Although we carry cyber/privacy liability insurance that is designed to protect us against certain losses related to cyber risks, that insurance coverage may not be sufficient to cover all losses or all types of claims that may arise in connection with cyber-attacks, security breaches, and other related breaches. Furthermore, in the future such insurance may not be available to us on commercially reasonable terms, or at all.
In that same report, Marriott noted that its integration of Starwood is a risk as was its global reservation systems.
SEE: Your 2018 guide to cyber insurance is here (ZDNet)
Without knowing the deductible or level of cybersecurity insurance, it’s hard to tell what Marriott will have to spend initially.
One thing is clear: This Marriott breach will result in millions of dollars — if not more than $1 billion in the years to come once you include the IT and legal fees involved.
USING EQUIFAX AS A BENCHMARK
Equifax’s 2017 data breach impacted 145.5 million US consumers whose personally identifiable information was impacted by an attack. In March 2018, Equifax disclosed that 2.4 million more US consumers were impacted. Toss in data losses for UK and Canadian consumers and Equifax was a bit hit to data security.
The rebound from that incident, however, is instructive for Marriott. First, Equifax had much of the expenses covered by cybersecurity insurance. But the company did have to invest heavily in IT systems and security remediation to repair its issues. However, the data breach is still a hit to Equifax’s expense line.
Including technology and security investment, legal and investigative feeds and product liability, Equifax has spent $430.5 million on the incident through its latest quarter. Equifax said it expects 2018 expenses to be more than $350 million due to the “incident and incremental technology and data security costs.”

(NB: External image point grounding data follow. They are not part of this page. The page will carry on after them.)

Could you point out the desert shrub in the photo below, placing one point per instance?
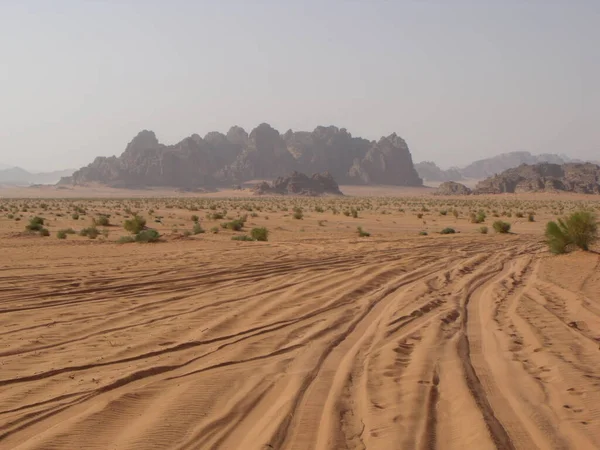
(149, 235)
(197, 229)
(102, 220)
(217, 216)
(362, 233)
(235, 225)
(35, 224)
(62, 234)
(298, 213)
(135, 225)
(241, 237)
(580, 229)
(501, 227)
(478, 218)
(260, 234)
(90, 232)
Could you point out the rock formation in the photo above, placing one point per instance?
(300, 184)
(452, 188)
(387, 162)
(236, 157)
(583, 178)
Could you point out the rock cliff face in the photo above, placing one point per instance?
(236, 157)
(572, 177)
(429, 171)
(452, 188)
(387, 162)
(300, 184)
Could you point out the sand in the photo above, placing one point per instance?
(317, 339)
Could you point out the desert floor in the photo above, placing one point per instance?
(316, 339)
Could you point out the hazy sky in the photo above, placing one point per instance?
(459, 80)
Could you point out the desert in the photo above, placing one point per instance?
(356, 324)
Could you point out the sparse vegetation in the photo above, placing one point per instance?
(362, 233)
(501, 227)
(580, 229)
(260, 234)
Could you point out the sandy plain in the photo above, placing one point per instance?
(316, 339)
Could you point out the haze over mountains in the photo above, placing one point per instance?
(18, 176)
(224, 159)
(236, 157)
(488, 167)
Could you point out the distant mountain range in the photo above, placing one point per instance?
(18, 176)
(488, 167)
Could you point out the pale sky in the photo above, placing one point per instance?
(459, 80)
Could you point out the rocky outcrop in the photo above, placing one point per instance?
(300, 184)
(452, 188)
(583, 178)
(488, 167)
(236, 157)
(429, 171)
(387, 162)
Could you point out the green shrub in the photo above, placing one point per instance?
(197, 228)
(148, 235)
(235, 225)
(135, 225)
(580, 229)
(260, 234)
(35, 224)
(102, 221)
(501, 227)
(90, 232)
(478, 218)
(362, 233)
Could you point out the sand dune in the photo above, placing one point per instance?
(406, 344)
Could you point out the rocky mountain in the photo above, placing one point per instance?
(452, 188)
(491, 166)
(18, 176)
(429, 171)
(224, 159)
(581, 178)
(300, 184)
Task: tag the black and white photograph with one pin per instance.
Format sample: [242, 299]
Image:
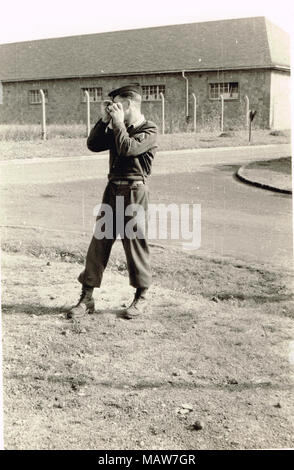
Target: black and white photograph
[147, 298]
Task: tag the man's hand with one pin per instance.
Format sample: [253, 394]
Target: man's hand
[117, 113]
[104, 111]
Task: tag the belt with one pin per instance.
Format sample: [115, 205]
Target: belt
[129, 183]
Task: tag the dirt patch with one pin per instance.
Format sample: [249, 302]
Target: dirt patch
[275, 174]
[109, 383]
[63, 147]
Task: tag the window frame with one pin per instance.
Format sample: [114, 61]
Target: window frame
[221, 87]
[99, 95]
[36, 92]
[155, 96]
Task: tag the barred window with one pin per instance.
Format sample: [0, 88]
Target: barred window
[35, 96]
[152, 92]
[229, 90]
[94, 92]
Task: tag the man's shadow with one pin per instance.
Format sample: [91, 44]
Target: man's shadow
[41, 310]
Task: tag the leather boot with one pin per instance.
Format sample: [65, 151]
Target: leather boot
[85, 305]
[138, 306]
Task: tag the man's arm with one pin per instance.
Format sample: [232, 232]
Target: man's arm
[99, 139]
[139, 143]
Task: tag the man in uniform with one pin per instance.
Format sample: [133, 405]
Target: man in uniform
[131, 141]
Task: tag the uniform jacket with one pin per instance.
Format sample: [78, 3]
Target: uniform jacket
[131, 150]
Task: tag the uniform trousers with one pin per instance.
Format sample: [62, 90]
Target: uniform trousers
[136, 248]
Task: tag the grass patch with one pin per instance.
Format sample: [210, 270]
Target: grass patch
[63, 141]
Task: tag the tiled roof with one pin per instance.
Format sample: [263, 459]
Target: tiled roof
[214, 45]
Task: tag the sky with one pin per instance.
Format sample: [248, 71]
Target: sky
[24, 20]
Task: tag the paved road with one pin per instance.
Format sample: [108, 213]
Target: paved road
[238, 220]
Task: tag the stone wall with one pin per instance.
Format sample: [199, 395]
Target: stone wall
[65, 104]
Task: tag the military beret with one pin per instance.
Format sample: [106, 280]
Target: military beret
[135, 88]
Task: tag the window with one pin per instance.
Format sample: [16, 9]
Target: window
[152, 92]
[230, 90]
[95, 94]
[35, 96]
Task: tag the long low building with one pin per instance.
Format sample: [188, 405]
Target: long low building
[244, 60]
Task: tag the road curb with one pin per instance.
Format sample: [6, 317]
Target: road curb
[242, 177]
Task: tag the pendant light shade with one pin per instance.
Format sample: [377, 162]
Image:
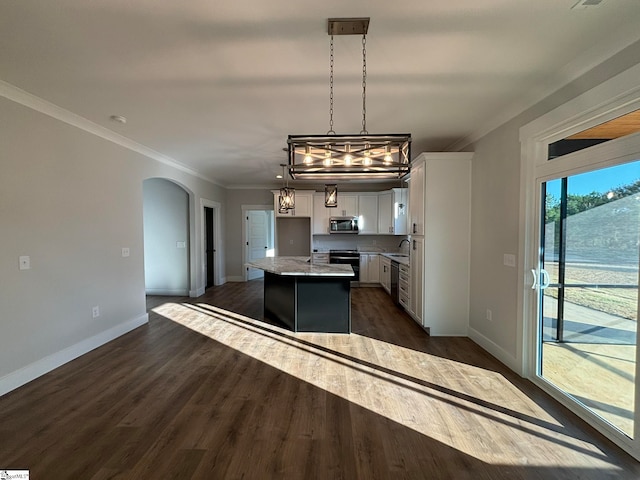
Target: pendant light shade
[330, 196]
[287, 197]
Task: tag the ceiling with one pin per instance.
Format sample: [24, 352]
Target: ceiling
[217, 86]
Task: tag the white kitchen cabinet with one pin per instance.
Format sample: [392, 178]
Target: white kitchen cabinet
[385, 212]
[392, 212]
[439, 203]
[321, 215]
[416, 279]
[347, 205]
[416, 198]
[369, 268]
[404, 280]
[385, 273]
[303, 204]
[368, 213]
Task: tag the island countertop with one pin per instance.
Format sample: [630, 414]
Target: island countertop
[300, 266]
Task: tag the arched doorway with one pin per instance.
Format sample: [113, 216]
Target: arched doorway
[166, 238]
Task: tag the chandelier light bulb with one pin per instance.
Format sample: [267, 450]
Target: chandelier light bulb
[347, 157]
[387, 155]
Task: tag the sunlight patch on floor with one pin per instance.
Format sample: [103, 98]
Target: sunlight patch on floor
[417, 396]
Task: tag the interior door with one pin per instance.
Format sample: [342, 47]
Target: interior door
[209, 246]
[588, 289]
[259, 239]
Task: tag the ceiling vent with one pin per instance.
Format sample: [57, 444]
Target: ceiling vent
[582, 4]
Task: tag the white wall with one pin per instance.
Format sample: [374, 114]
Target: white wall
[166, 225]
[71, 201]
[495, 216]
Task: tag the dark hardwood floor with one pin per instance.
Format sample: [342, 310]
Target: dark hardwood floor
[208, 390]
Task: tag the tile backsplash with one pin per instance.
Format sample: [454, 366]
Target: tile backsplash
[364, 243]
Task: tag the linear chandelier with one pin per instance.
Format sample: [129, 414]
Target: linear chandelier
[354, 156]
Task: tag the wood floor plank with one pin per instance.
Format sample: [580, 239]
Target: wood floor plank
[210, 389]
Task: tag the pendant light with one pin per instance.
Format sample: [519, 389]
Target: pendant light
[331, 196]
[287, 197]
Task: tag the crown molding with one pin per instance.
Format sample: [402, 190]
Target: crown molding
[45, 107]
[569, 73]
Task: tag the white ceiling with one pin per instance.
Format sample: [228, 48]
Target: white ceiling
[218, 85]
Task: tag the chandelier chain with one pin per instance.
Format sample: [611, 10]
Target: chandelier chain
[364, 85]
[331, 131]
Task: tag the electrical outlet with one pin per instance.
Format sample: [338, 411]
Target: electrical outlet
[25, 262]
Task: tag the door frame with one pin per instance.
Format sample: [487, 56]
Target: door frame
[615, 97]
[245, 234]
[217, 244]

Equifax also explained that the insurance has helped.
We maintain $125.0 million of cybersecurity insurance coverage, above a $7.5 million deductible, to limit our exposure to losses such as those related to the 2017 cybersecurity incident. During the three months ended September 30, 2018, the Company has not recorded any insurance recoveries. During the nine months ended September 30, 2018, the Company has recorded insurance recoveries of $45.0 million. Since the announcement of the 2017 cybersecurity incident in September 2017, we have recorded and received insurance recoveries of $95.0 million for costs incurred through September 30, 2018.
Here’s the breakdown of the cybersecurity insurance coverage and what Equifax has ultimately paid out since the December breach through Sept. 30.
But insurance doesn’t tell the whole story. After all, based on the insurance payments and receivables, Equifax ultimately only had to pay out $10.7 million. Not much considering the size of the breach.
The catch is that Equifax had $125 million worth of coverage for a cybersecurity incident. The deductible was $7.5 million.
Equifax said the table above includes $113.3 million in pretax expenses for investigating and remediating the cybersecurity incident and all the professional services that went with it. Through Dec. 31, 2017, Equifax included the costs in the table above. In 2018, the expenses were more about the cost of doing business. But free credit monitoring was included in its table.
The company also has ongoing lawsuits related to the incident.
If the security incident had taken place after GDPR came into play, the fine may have been far higher.
Equifax said in a regulatory filing how much of its data sets were stolen in a 2017 breach.
The spending is shifting more toward data security and IT systems. Equifax carries $125 million in cybersecurity insurance with a $7.5 million deductible.